Chenchao_Zhao · June 14, 2021, 5:19pm

I tried to train MNIST using torch.distributed.launch nccl backend

The launch command

export NCCL_DEBUG=INFO
export NCCL_IB_DISABLE=true  # use or not does not change the results
echo "NCCL_IB_DISABLE=$NCCL_IB_DISABLE"
export NCCL_SOCKET_IFNAME=eno1,eth0  # use or not does not change the results

python3 -m torch.distributed.launch --nproc_per_node 2 \
                                   --nnodes 1 \
                                   --node_rank 0 \
                                   --master_addr="0.0.0.0" \
                                   --master_port=2333 \
                                   main.py \
                                   --epochs 3 \
                                   --lr 1e-3 \
                                   --batch_size 150

gloo backend works just fine
nccl got stuck
i have tried suggestions on the forum but none of them worked

debug info:

sh start-dist-train.sh
NCCL_IB_DISABLE=true
*****************************************
Setting OMP_NUM_THREADS environment variable for each process to be 1 in default, to avoid your system being overloaded, please further tune the variable for optimal performance in your application as needed. 
*****************************************
nccl
nccl
torch-research-2gpu-0:48249:48249 [0] NCCL INFO Bootstrap : Using [0]eth0:10.244.26.37<0>
torch-research-2gpu-0:48249:48249 [0] NCCL INFO NET/Plugin : No plugin found (libnccl-net.so), using internal implementation

torch-research-2gpu-0:48249:48249 [0] misc/ibvwrap.cc:63 NCCL WARN Failed to open libibverbs.so[.1]
torch-research-2gpu-0:48249:48249 [0] NCCL INFO NET/Socket : Using [0]eth0:10.244.26.37<0>
torch-research-2gpu-0:48249:48249 [0] NCCL INFO Using network Socket
NCCL version 2.7.8+cuda10.2
torch-research-2gpu-0:48250:48250 [1] NCCL INFO Bootstrap : Using [0]eth0:10.244.26.37<0>
torch-research-2gpu-0:48250:48250 [1] NCCL INFO NET/Plugin : No plugin found (libnccl-net.so), using internal implementation

torch-research-2gpu-0:48250:48250 [1] misc/ibvwrap.cc:63 NCCL WARN Failed to open libibverbs.so[.1]
torch-research-2gpu-0:48250:48250 [1] NCCL INFO NET/Socket : Using [0]eth0:10.244.26.37<0>
torch-research-2gpu-0:48250:48250 [1] NCCL INFO Using network Socket

cbalioglu · June 14, 2021, 7:16pm

Hey Chenchao,

Couple questions:

Which PyTorch version are you using?
What is your OS/GPU setup?
Is it possible to share your script?
Is this behavior reproducible at every run?

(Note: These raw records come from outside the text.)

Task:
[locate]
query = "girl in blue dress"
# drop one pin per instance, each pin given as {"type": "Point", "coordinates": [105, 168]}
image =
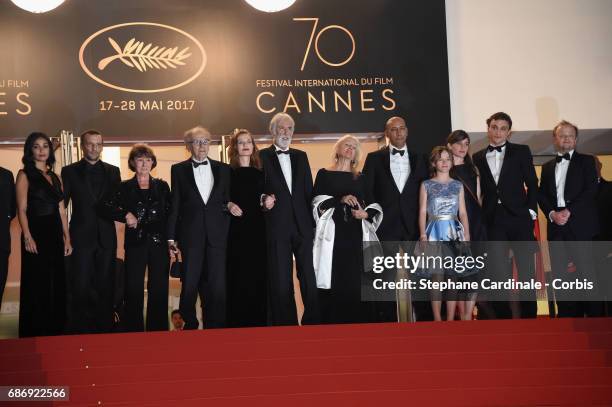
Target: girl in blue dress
{"type": "Point", "coordinates": [442, 217]}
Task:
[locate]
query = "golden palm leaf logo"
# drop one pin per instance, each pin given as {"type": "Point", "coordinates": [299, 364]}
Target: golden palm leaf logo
{"type": "Point", "coordinates": [135, 54]}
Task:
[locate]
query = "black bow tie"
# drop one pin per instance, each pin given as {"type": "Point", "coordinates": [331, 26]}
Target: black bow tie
{"type": "Point", "coordinates": [197, 164]}
{"type": "Point", "coordinates": [498, 148]}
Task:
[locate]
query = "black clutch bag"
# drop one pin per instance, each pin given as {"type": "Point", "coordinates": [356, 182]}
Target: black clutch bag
{"type": "Point", "coordinates": [176, 269]}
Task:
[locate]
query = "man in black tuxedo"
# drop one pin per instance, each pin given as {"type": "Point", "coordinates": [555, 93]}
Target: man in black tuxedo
{"type": "Point", "coordinates": [289, 225]}
{"type": "Point", "coordinates": [92, 264]}
{"type": "Point", "coordinates": [568, 190]}
{"type": "Point", "coordinates": [7, 213]}
{"type": "Point", "coordinates": [198, 225]}
{"type": "Point", "coordinates": [510, 194]}
{"type": "Point", "coordinates": [393, 176]}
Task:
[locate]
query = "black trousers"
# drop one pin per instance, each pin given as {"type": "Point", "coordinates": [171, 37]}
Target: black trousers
{"type": "Point", "coordinates": [204, 274]}
{"type": "Point", "coordinates": [563, 250]}
{"type": "Point", "coordinates": [4, 255]}
{"type": "Point", "coordinates": [91, 275]}
{"type": "Point", "coordinates": [282, 308]}
{"type": "Point", "coordinates": [503, 232]}
{"type": "Point", "coordinates": [153, 257]}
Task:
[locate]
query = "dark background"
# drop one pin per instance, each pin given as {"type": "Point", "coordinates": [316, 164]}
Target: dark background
{"type": "Point", "coordinates": [405, 40]}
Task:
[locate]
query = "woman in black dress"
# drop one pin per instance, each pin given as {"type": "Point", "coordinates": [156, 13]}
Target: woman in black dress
{"type": "Point", "coordinates": [465, 171]}
{"type": "Point", "coordinates": [143, 204]}
{"type": "Point", "coordinates": [340, 187]}
{"type": "Point", "coordinates": [46, 240]}
{"type": "Point", "coordinates": [246, 266]}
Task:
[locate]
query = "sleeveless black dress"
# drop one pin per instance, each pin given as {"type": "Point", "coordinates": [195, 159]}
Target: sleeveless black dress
{"type": "Point", "coordinates": [42, 309]}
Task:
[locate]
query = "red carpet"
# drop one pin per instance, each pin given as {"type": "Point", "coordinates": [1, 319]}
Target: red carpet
{"type": "Point", "coordinates": [484, 363]}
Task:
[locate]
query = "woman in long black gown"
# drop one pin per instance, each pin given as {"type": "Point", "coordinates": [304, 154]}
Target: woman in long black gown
{"type": "Point", "coordinates": [45, 242]}
{"type": "Point", "coordinates": [246, 268]}
{"type": "Point", "coordinates": [466, 172]}
{"type": "Point", "coordinates": [341, 303]}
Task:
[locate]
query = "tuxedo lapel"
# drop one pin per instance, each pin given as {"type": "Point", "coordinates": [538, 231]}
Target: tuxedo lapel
{"type": "Point", "coordinates": [293, 159]}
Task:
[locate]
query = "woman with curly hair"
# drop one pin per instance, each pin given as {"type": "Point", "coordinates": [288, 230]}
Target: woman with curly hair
{"type": "Point", "coordinates": [246, 268]}
{"type": "Point", "coordinates": [46, 240]}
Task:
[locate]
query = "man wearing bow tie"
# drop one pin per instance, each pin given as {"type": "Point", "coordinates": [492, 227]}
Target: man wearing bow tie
{"type": "Point", "coordinates": [509, 188]}
{"type": "Point", "coordinates": [198, 225]}
{"type": "Point", "coordinates": [289, 225]}
{"type": "Point", "coordinates": [393, 176]}
{"type": "Point", "coordinates": [567, 195]}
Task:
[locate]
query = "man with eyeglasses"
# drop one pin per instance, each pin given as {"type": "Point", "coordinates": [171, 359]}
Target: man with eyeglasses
{"type": "Point", "coordinates": [393, 176]}
{"type": "Point", "coordinates": [289, 225]}
{"type": "Point", "coordinates": [92, 264]}
{"type": "Point", "coordinates": [198, 225]}
{"type": "Point", "coordinates": [567, 196]}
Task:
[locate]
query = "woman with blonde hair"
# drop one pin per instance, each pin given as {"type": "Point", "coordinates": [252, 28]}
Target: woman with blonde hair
{"type": "Point", "coordinates": [246, 251]}
{"type": "Point", "coordinates": [343, 223]}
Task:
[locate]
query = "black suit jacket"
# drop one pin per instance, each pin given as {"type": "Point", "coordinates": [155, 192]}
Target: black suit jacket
{"type": "Point", "coordinates": [294, 207]}
{"type": "Point", "coordinates": [580, 194]}
{"type": "Point", "coordinates": [85, 224]}
{"type": "Point", "coordinates": [400, 211]}
{"type": "Point", "coordinates": [152, 214]}
{"type": "Point", "coordinates": [7, 208]}
{"type": "Point", "coordinates": [517, 172]}
{"type": "Point", "coordinates": [191, 222]}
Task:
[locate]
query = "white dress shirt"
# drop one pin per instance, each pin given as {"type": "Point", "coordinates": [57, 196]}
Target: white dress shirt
{"type": "Point", "coordinates": [560, 176]}
{"type": "Point", "coordinates": [285, 162]}
{"type": "Point", "coordinates": [400, 166]}
{"type": "Point", "coordinates": [204, 179]}
{"type": "Point", "coordinates": [495, 159]}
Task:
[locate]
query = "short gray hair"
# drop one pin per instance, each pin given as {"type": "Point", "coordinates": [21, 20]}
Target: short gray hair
{"type": "Point", "coordinates": [189, 134]}
{"type": "Point", "coordinates": [277, 118]}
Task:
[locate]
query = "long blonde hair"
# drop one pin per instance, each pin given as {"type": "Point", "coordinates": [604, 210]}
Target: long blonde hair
{"type": "Point", "coordinates": [356, 160]}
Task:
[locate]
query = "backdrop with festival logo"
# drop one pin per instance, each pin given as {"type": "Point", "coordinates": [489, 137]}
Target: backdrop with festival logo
{"type": "Point", "coordinates": [149, 69]}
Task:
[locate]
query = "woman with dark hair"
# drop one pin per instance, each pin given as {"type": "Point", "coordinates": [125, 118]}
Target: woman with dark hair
{"type": "Point", "coordinates": [465, 171]}
{"type": "Point", "coordinates": [143, 204]}
{"type": "Point", "coordinates": [246, 268]}
{"type": "Point", "coordinates": [46, 240]}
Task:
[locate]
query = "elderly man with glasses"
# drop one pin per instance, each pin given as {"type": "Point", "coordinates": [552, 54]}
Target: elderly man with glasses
{"type": "Point", "coordinates": [198, 226]}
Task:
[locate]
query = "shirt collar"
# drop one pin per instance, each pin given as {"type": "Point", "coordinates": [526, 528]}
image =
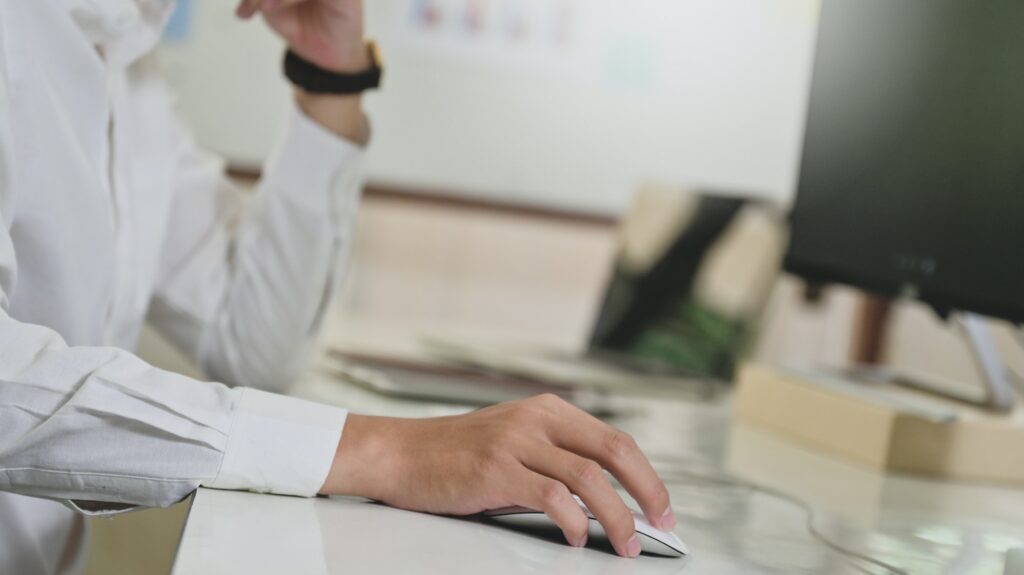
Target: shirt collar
{"type": "Point", "coordinates": [125, 29]}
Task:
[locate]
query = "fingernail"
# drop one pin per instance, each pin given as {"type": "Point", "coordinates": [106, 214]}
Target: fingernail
{"type": "Point", "coordinates": [633, 546]}
{"type": "Point", "coordinates": [668, 520]}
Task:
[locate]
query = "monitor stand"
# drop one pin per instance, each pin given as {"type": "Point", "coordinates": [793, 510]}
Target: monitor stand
{"type": "Point", "coordinates": [997, 392]}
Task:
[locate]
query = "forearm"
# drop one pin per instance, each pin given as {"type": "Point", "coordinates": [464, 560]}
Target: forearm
{"type": "Point", "coordinates": [340, 115]}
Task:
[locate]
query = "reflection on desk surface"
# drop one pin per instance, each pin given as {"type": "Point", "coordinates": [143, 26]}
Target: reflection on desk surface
{"type": "Point", "coordinates": [928, 527]}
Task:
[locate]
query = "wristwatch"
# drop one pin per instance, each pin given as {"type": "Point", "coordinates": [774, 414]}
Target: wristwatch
{"type": "Point", "coordinates": [316, 80]}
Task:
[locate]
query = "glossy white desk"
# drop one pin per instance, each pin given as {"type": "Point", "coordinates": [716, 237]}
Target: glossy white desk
{"type": "Point", "coordinates": [922, 526]}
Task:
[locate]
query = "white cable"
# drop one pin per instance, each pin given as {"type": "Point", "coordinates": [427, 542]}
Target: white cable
{"type": "Point", "coordinates": [682, 477]}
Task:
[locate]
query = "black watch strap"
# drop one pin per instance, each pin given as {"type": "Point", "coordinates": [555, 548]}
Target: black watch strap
{"type": "Point", "coordinates": [314, 79]}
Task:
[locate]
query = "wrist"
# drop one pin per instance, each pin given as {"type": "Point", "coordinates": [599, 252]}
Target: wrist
{"type": "Point", "coordinates": [364, 466]}
{"type": "Point", "coordinates": [341, 115]}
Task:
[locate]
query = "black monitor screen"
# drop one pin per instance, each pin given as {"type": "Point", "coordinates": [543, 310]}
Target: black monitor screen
{"type": "Point", "coordinates": [912, 173]}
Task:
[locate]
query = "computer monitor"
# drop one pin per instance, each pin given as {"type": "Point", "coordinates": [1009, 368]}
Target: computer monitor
{"type": "Point", "coordinates": [911, 181]}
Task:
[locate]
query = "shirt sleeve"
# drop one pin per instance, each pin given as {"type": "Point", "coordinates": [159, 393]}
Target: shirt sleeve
{"type": "Point", "coordinates": [246, 278]}
{"type": "Point", "coordinates": [100, 430]}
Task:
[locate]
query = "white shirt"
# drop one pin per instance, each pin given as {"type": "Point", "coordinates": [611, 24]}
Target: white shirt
{"type": "Point", "coordinates": [109, 216]}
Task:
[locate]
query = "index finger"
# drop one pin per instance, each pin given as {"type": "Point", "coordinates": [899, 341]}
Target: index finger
{"type": "Point", "coordinates": [616, 451]}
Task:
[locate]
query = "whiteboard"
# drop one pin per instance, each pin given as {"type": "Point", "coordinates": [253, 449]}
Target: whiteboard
{"type": "Point", "coordinates": [563, 103]}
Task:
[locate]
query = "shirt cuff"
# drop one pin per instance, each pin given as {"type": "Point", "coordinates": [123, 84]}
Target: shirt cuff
{"type": "Point", "coordinates": [280, 445]}
{"type": "Point", "coordinates": [311, 165]}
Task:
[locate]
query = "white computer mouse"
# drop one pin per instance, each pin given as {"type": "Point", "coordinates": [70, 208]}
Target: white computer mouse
{"type": "Point", "coordinates": [652, 540]}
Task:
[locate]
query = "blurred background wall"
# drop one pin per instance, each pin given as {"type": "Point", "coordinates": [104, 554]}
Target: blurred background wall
{"type": "Point", "coordinates": [567, 103]}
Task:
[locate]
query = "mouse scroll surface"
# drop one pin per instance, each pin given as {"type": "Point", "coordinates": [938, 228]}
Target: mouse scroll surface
{"type": "Point", "coordinates": [652, 540]}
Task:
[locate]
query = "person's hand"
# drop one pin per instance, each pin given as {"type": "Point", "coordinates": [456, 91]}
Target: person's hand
{"type": "Point", "coordinates": [328, 33]}
{"type": "Point", "coordinates": [534, 453]}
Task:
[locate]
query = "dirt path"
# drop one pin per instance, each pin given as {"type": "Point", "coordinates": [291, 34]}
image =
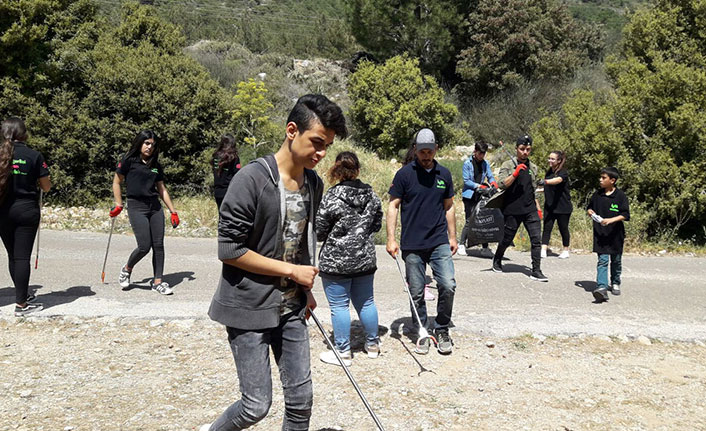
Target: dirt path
{"type": "Point", "coordinates": [132, 374]}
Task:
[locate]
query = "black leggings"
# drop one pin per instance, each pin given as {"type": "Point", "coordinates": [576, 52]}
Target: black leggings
{"type": "Point", "coordinates": [18, 226]}
{"type": "Point", "coordinates": [533, 226]}
{"type": "Point", "coordinates": [563, 222]}
{"type": "Point", "coordinates": [147, 221]}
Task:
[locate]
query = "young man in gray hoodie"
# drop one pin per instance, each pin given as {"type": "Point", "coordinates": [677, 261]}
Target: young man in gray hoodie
{"type": "Point", "coordinates": [266, 241]}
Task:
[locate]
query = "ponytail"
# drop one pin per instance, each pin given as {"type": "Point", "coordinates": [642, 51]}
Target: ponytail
{"type": "Point", "coordinates": [347, 167]}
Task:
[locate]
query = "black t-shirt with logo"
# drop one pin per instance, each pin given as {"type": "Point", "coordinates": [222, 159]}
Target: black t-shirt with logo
{"type": "Point", "coordinates": [557, 198]}
{"type": "Point", "coordinates": [140, 179]}
{"type": "Point", "coordinates": [423, 216]}
{"type": "Point", "coordinates": [27, 167]}
{"type": "Point", "coordinates": [222, 180]}
{"type": "Point", "coordinates": [519, 197]}
{"type": "Point", "coordinates": [609, 239]}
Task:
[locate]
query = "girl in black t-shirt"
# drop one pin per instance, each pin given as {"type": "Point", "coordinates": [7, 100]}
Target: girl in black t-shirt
{"type": "Point", "coordinates": [20, 170]}
{"type": "Point", "coordinates": [226, 164]}
{"type": "Point", "coordinates": [144, 179]}
{"type": "Point", "coordinates": [557, 202]}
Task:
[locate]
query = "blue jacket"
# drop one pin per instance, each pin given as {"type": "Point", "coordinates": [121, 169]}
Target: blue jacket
{"type": "Point", "coordinates": [469, 186]}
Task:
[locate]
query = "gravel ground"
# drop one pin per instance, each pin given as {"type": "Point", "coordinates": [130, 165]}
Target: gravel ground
{"type": "Point", "coordinates": [135, 374]}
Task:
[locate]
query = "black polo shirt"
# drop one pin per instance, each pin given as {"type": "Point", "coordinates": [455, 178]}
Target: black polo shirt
{"type": "Point", "coordinates": [609, 239]}
{"type": "Point", "coordinates": [557, 198]}
{"type": "Point", "coordinates": [140, 179]}
{"type": "Point", "coordinates": [27, 167]}
{"type": "Point", "coordinates": [423, 216]}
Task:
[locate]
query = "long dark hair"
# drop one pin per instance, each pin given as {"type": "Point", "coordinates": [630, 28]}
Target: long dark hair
{"type": "Point", "coordinates": [226, 151]}
{"type": "Point", "coordinates": [561, 158]}
{"type": "Point", "coordinates": [13, 130]}
{"type": "Point", "coordinates": [136, 148]}
{"type": "Point", "coordinates": [347, 167]}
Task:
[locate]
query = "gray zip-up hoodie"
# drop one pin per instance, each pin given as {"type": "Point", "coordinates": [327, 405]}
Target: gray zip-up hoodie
{"type": "Point", "coordinates": [349, 216]}
{"type": "Point", "coordinates": [251, 218]}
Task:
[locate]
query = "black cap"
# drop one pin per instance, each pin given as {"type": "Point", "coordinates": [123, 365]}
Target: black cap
{"type": "Point", "coordinates": [524, 140]}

Chenchao_Zhao · June 14, 2021, 7:58pm

Hey Can,

pytorch version 1.8.1-cu102
the instance is kubeflow notebook server
container image is ubuntu:20.04
behavior is reproducible

I fixed the issue by setting master ip to localhost
export NCCL_SOCKET_IFNAME =lo

I haven’t tried a multi-node training with several GPUs per node yet.

cbalioglu · June 14, 2021, 8:21pm

Cool, glad that you could fix the problem. Let us know if you experience any issues with a multi-node setup.